“Gentlemen, gentlemen,” Sipiagin interposed hastily, trying to catch someone’s eye, “please, please ... Kallomeitzeff, je vous prie de vous calmer. I suppose dinner will soon be ready. Come along, gentlemen!”
“Valentina Mihailovna!” Kollomietzev cried out five minutes later, rushing into her boudoir. “I really don’t know what your husband is doing! He has brought us one nihilist and now he’s bringing us another! Only this one is much worse!”
“But why?”
“He is advocating the most awful things, and what do you think? He has been talking to your husband for a whole hour, and not once, not once, did he address him as Your Excellency! Le vagabond!”
XXIV
Just before dinner Sipiagin called his wife into the library. He wanted to have a talk with her alone. He seemed worried. He told her that the factory was really in a bad way, that Solomin struck him as a capable man, although a little stiff, and thought it was necessary to continue being aux petits soins with him.
“How I should like to get hold of him!” he repeated once or twice. Sipiagin was very much annoyed at Kollomietzev’s being there. “Devil take the man! He sees nihilists everywhere and is always wanting to suppress them!
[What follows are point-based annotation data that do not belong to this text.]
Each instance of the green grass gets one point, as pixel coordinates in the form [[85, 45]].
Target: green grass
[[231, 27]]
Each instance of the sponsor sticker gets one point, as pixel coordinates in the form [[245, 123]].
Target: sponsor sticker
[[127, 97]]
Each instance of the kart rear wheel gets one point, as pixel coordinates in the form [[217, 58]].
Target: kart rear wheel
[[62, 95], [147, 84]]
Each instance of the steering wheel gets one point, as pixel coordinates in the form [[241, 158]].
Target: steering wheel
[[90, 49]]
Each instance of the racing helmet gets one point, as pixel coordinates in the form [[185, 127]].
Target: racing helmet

Let him do it at his own house I He simply can’t hold his tongue!”
Valentina Mihailovna said that she would be delighted to be aux petits soins with the new visitor, but it seemed to her that he had no need of these petits soins and took no notice of them; not rudely in any way, but he was quite indifferent; very remarkable in a man du commun.
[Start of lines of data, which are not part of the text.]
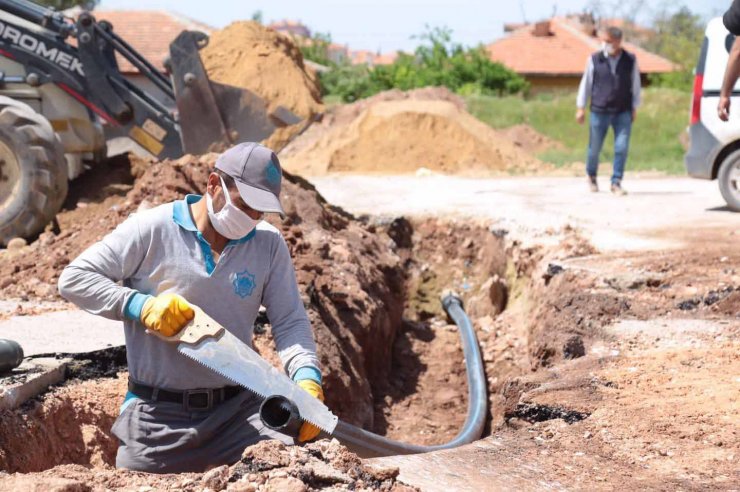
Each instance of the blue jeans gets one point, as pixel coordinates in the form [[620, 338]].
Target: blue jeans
[[599, 124]]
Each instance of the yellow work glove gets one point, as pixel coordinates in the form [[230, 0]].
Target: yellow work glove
[[310, 431], [166, 314]]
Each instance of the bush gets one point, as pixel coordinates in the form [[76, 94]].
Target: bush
[[436, 62]]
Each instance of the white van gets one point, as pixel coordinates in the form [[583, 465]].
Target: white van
[[714, 151]]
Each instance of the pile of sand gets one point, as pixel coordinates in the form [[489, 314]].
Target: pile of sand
[[251, 56], [397, 132]]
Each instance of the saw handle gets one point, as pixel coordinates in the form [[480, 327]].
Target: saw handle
[[200, 327]]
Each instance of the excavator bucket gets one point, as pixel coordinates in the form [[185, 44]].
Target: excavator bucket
[[215, 116]]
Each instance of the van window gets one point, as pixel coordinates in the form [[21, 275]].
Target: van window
[[729, 41], [703, 56]]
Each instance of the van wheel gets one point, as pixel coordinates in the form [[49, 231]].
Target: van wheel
[[729, 180], [33, 171]]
“Never mind.... Be nice to him just the same!” Sipiagin begged of her.
Valentina Mihailovna promised to do what he wanted and fulfilled her promise conscientiously. She began by having a tête-à-tête with Kollomietzev. What she said to him remains a secret, but he came to the table with the air of a man who had made up his mind to be discreet and submissive at all costs. This “resignation” gave his whole bearing a slight touch of melancholy; and what dignity ... oh, what dignity there was in every one of his movements! Valentina Mihailovna introduced Solomin to everybody (he looked more attentively at Mariana than at any of the others), and made him sit beside her on her right at table. Kollomietzev sat on her left, and as he unfolded his serviette screwed up his face and smiled, as much as to say, “Well, now let us begin our little comedy!” Sipiagin sat on the opposite side and watched him with some anxiety. By a new arrangement of Madame Sipiagina, Nejdanov was not put next to Mariana as usual, but between Anna Zaharovna and Sipiagin. Mariana found her card (as the dinner was a stately one) on her serviette between Kollomietzev and Kolia. The dinner was excellently served; there was even a “menu”—a painted card lay before each person.